那厢狄飞白被打中脑袋,尚未回过神来,下意识追出去——他本是单打独斗惯了,且又心高气傲,绝不做打输了喊人这等行径。直到站在澡堂外,不见了女刺客的踪迹,方才猛提一口气,怒喝一声:“抓刺客啊!!!”
声音松涛怒浪一般席卷整座总管府。
四面八方,铁甲如回音涌来,转眼抵达院落。近百名身着甲胄、装备整齐的士兵包围澡堂,眼看当中这位赤身裸体的少侠,众人面面相顾、竦然无语。
稍顷后,搜查一无所获。
狄飞白快步穿过连廊,旁边跟随的府兵忍不住上上下下偷看他。
“看什么看!”狄飞白没好气道。
说来郁闷,他那一嗓子吼得阖府亲兵都前来围观。众人一看,这位少侠浑身不着寸缕,春光乍泄,无不惊恐惶惑,连抓刺客都忘了,一时都不知道自己要做什么,待得狄飞白反应过来,回去穿好衣服,刺客早跑没影了。

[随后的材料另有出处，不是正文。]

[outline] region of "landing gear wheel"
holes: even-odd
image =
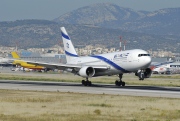
[[[82,85],[87,86],[87,81],[82,80]]]
[[[84,85],[84,86],[91,86],[92,83],[91,83],[91,81],[88,80],[88,78],[86,78],[86,80],[82,80],[82,85]]]
[[[116,86],[125,86],[126,85],[126,83],[125,82],[123,82],[123,81],[115,81],[115,84],[116,84]]]
[[[88,84],[87,81],[84,81],[84,86],[87,86],[87,84]]]
[[[125,82],[122,82],[122,86],[124,87],[126,85],[126,83]]]
[[[118,80],[115,81],[116,86],[125,86],[125,82],[122,81],[122,75],[123,74],[119,74],[119,81]]]
[[[118,86],[121,86],[122,85],[122,81],[119,81],[119,84],[118,84]]]
[[[88,86],[91,86],[91,81],[87,81],[87,85],[88,85]]]
[[[144,73],[143,72],[139,73],[139,80],[144,80]]]
[[[85,80],[82,80],[82,85],[85,85]]]
[[[115,81],[115,85],[118,86],[118,83],[119,83],[118,80],[116,80],[116,81]]]

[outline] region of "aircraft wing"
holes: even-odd
[[[166,65],[166,64],[170,64],[170,63],[174,63],[175,61],[165,61],[165,62],[161,62],[161,63],[152,63],[151,65],[152,66],[155,66],[155,67],[159,67],[159,66],[162,66],[162,65]]]
[[[65,69],[75,69],[79,70],[83,66],[90,66],[97,70],[107,70],[109,67],[104,65],[87,65],[87,64],[62,64],[62,63],[46,63],[46,62],[33,62],[33,61],[26,61],[28,64],[34,64],[37,66],[44,66],[46,68],[53,68],[53,69],[59,69],[59,70],[65,70]]]

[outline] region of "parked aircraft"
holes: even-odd
[[[166,72],[180,70],[180,63],[174,61],[154,64],[152,67],[152,73],[155,74],[166,74]]]
[[[38,70],[38,71],[45,70],[45,67],[43,66],[28,64],[26,61],[21,60],[17,52],[11,52],[11,54],[12,54],[12,57],[14,58],[13,64],[23,67],[23,70],[27,70],[27,69]]]
[[[148,68],[151,64],[150,55],[141,49],[125,50],[121,52],[92,55],[81,57],[75,51],[64,27],[61,27],[61,34],[66,54],[66,64],[43,63],[43,62],[28,62],[31,64],[41,65],[60,70],[66,70],[86,78],[82,80],[82,84],[90,86],[89,78],[104,76],[104,75],[119,75],[119,80],[115,81],[117,86],[125,86],[122,81],[123,73],[134,72],[139,80],[149,78],[151,69]]]
[[[0,57],[0,64],[11,64],[13,59]]]
[[[153,74],[164,74],[164,73],[166,73],[167,70],[168,70],[168,68],[165,67],[165,66],[155,67],[155,68],[152,70],[152,73],[153,73]]]

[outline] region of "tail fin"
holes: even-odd
[[[17,52],[15,52],[15,51],[11,52],[11,55],[12,55],[12,57],[14,59],[19,59],[20,58],[19,55],[17,54]]]
[[[64,27],[61,27],[61,34],[64,44],[64,50],[66,54],[66,60],[67,63],[72,61],[73,59],[78,57],[78,54],[76,53],[76,50],[71,42],[70,37],[68,36],[66,29]]]

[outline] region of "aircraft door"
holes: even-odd
[[[133,62],[133,56],[131,54],[128,54],[127,61]]]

狄飞白心中又急又躁,到得客院,飞起一脚踹开江宜房门。
府兵分两列立即进入房中,然而早已空空如也,不仅不见了人,连一样随身的物品都没有留下。
谢书玉匆匆赶来。
“抓到刺客了?”
狄飞白犹如吞了苍蝇:“没有!”
“哦?”谢书玉被吼得一愣。
“我的人丢了。”狄飞白低沉道。
“刺客抓走了江先生二人?”
“刺客扮成了他二人,”狄飞白啐了一口,“所以你才没抓住那个刺客!她假扮作江宜的模样,我们都没怀疑过!”

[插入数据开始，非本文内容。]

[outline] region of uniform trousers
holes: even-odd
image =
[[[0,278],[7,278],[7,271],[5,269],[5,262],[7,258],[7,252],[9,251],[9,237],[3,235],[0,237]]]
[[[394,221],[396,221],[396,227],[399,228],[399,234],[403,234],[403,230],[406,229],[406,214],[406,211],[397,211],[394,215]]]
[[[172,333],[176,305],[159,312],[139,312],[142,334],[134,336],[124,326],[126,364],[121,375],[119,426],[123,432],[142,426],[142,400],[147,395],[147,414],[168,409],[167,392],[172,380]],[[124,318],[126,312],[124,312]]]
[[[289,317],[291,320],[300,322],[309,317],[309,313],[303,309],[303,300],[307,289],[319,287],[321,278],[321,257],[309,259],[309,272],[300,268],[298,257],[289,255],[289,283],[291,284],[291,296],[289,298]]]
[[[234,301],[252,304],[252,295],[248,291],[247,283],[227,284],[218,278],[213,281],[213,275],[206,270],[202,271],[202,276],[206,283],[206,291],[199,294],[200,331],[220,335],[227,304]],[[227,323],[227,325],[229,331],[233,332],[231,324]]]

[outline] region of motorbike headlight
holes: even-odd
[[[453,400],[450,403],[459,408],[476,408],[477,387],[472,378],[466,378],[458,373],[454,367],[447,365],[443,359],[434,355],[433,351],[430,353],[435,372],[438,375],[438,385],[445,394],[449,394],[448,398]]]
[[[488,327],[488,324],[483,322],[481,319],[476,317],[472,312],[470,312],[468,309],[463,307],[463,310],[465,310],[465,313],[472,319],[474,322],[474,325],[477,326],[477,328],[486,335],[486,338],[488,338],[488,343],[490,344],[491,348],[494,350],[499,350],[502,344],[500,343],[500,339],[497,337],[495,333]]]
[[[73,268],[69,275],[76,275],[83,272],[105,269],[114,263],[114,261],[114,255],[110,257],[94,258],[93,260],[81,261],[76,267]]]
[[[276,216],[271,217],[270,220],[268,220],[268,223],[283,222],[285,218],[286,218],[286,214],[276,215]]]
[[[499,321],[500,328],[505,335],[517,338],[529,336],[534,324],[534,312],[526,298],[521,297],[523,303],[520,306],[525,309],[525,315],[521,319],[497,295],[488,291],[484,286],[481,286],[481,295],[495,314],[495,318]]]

谢书玉沉吟片刻,吩咐部下:“立刻关闭府宅所有大门小门,只能进不能出,务必把刺客找出来。”
狄飞白沿着屋中一应摆设踱步,寻找蛛丝马迹。虽一言不发,内心却充满了被愚弄的愤怒。他反复思考,究竟是从什么时候起,连身边换了个人都看不出来——答案其实很明显,必然是进入总管府后,江宜与半君住在一起,与狄飞白的接触便少了。
然而这也只是马后炮,狄飞白痛恨的是没能敏锐到第一时间就察觉。
设想若真是自己在意的人,莫说壳子里换了个人,便是哪天少说了句话,只怕都不会这般毫无警惕地就放过了。

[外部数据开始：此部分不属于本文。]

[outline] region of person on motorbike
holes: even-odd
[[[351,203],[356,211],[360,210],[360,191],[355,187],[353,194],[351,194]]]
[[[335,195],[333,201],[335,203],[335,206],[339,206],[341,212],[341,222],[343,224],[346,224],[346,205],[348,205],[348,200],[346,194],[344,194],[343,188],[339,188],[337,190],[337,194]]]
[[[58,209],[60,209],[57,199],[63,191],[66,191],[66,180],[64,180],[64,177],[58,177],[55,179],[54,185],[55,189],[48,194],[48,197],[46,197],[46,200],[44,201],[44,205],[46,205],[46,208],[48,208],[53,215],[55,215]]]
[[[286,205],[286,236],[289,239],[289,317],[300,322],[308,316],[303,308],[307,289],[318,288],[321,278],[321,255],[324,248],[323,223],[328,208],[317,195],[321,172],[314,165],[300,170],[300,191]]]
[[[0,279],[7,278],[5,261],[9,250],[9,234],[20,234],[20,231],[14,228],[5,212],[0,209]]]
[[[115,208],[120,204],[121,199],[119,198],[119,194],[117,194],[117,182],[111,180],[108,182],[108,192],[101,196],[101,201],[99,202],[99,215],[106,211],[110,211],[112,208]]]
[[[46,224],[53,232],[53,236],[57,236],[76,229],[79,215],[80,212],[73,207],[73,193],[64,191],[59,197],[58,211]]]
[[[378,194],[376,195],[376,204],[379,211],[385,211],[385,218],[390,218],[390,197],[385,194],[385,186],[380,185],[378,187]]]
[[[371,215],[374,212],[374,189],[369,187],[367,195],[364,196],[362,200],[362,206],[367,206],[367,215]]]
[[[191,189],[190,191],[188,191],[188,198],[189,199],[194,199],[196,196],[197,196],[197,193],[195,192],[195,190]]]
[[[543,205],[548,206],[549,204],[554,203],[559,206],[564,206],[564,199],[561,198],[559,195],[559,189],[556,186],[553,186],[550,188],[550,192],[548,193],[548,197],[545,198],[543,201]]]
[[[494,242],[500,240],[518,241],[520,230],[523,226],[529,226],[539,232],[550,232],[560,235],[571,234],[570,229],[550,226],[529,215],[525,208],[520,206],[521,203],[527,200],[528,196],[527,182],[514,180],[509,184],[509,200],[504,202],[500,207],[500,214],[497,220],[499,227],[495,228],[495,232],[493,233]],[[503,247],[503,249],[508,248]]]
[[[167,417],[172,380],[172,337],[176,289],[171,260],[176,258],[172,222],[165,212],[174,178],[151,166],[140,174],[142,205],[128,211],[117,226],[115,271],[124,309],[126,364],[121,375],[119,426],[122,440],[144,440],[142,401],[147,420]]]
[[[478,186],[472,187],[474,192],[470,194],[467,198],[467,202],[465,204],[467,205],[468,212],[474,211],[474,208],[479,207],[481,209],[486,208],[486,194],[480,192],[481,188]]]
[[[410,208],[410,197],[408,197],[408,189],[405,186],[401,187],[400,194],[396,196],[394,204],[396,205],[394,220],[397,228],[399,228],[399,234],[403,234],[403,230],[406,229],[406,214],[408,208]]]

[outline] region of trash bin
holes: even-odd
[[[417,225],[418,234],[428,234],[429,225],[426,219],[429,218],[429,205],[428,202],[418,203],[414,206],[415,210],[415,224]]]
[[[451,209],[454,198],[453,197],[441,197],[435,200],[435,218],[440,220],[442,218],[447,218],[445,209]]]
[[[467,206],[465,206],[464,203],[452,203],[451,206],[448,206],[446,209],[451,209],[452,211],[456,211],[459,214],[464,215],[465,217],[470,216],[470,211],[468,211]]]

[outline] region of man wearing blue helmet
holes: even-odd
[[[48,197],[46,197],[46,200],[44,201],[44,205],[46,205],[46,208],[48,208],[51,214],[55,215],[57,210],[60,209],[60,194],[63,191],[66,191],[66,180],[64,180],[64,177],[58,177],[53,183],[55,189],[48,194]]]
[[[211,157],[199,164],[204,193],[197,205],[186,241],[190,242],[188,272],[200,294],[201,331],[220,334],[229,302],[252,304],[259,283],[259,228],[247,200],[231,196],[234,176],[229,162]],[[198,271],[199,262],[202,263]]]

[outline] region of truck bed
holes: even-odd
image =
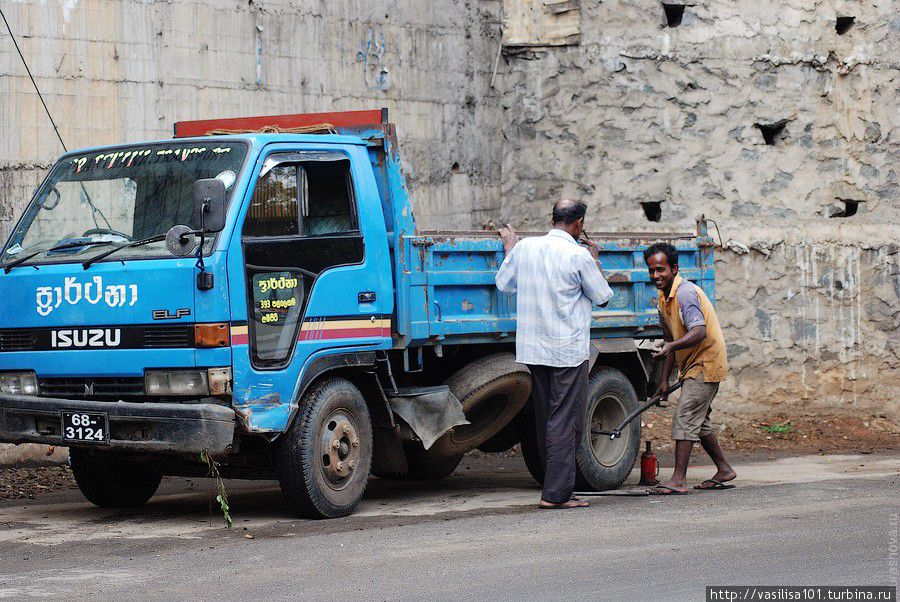
[[[545,232],[520,233],[540,236]],[[600,247],[603,272],[615,296],[594,307],[591,337],[657,338],[656,288],[643,251],[656,241],[679,251],[679,273],[715,299],[712,240],[705,222],[698,233],[589,232]],[[420,232],[396,249],[397,335],[400,345],[471,344],[515,339],[515,296],[494,285],[503,261],[496,232]]]

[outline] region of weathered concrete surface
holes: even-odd
[[[388,106],[420,222],[595,229],[716,219],[720,403],[900,415],[896,3],[583,2],[580,44],[510,54],[500,0],[15,0],[70,147],[177,119]],[[835,31],[837,15],[854,16]],[[0,32],[0,234],[58,142]],[[757,126],[787,120],[774,145]],[[828,217],[859,201],[851,217]],[[642,202],[661,203],[664,224]],[[852,203],[851,203],[852,204]]]
[[[169,138],[182,119],[394,112],[420,211],[496,205],[488,87],[499,0],[12,0],[3,9],[69,148]],[[61,149],[0,31],[0,235]],[[454,165],[456,167],[454,168]]]
[[[897,416],[896,3],[687,4],[670,28],[658,4],[582,3],[580,45],[507,57],[503,220],[543,225],[563,194],[598,230],[658,230],[648,201],[666,227],[705,213],[727,247],[720,401]],[[782,120],[765,144],[756,124]],[[829,217],[839,199],[857,214]]]

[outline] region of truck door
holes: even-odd
[[[249,431],[279,432],[312,360],[390,346],[392,295],[379,269],[383,217],[378,210],[380,229],[360,218],[366,193],[348,155],[275,152],[257,169],[241,227],[243,269],[233,270],[242,281],[229,269],[247,311],[246,325],[232,326],[234,405]]]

“半君”既然与“江宜”是一伙的,那真正的半君又是什么时候被换走?
到达总管府后,半君还曾一道出席谢书玉的茶会,能说出三人将军庙一夜的情形,只能是本人无疑。难道半君是在总管府里被人替换的?那帮贼人竟如此手眼通天?
不过一盏茶的功夫,府邸外马蹄声如落雨,谢白乾一席披风飞扬,已率兵赶到了。
原是得信谢大人遇刺,谢白乾就从保塞所动身,这厢狄飞白刚与刺客打了个照面,其人就已到了堂下。
数日不见,谢白乾周身依然散发着舍我其谁的混账气质,得知就在狄飞白眼皮子底下放跑了刺客,那眼神令狄飞白恨不得引剑自戮。
保塞所驻军与府兵换防,彻底将总管府变为铜墙铁壁,一只飞鸟也越不过屋顶。
“我只怕人太多反而不好,”谢书玉坐在茶室水釜后,沉思,“他们易容之术既如此高超,想混入士兵之中亦非难事。”
谢白乾检查过大人的伤势,放了心,道:“说的是,便是自己人有时也不能相信。”
三人对视片刻。
谢书玉苦笑道:“需要验明正身么?那我先来吧,元始年开恩科,擢我入殿应试,新皇对我的提问是……”
谢白乾以手势示意打住,二人默契地各寻笔墨,在手上写了一笔,摊开来看——
“璧山的桃子是软的么?”谢书玉笑着说,“不错,陛下问我的,就是这个。谢千户那时尚在殿前带刀,与我同在殿中。世上知道这个提问的,只有三个人,谢千户与我,还有皇帝陛下。”
狄飞白道:“那我又说什么?我与你二人素无瓜葛。”
谢白乾道:“狄少侠不如说说,那支青牛令信的来历。须知青牛令信非是寻常可见,持有者非权即贵,在下亦是好奇已久。”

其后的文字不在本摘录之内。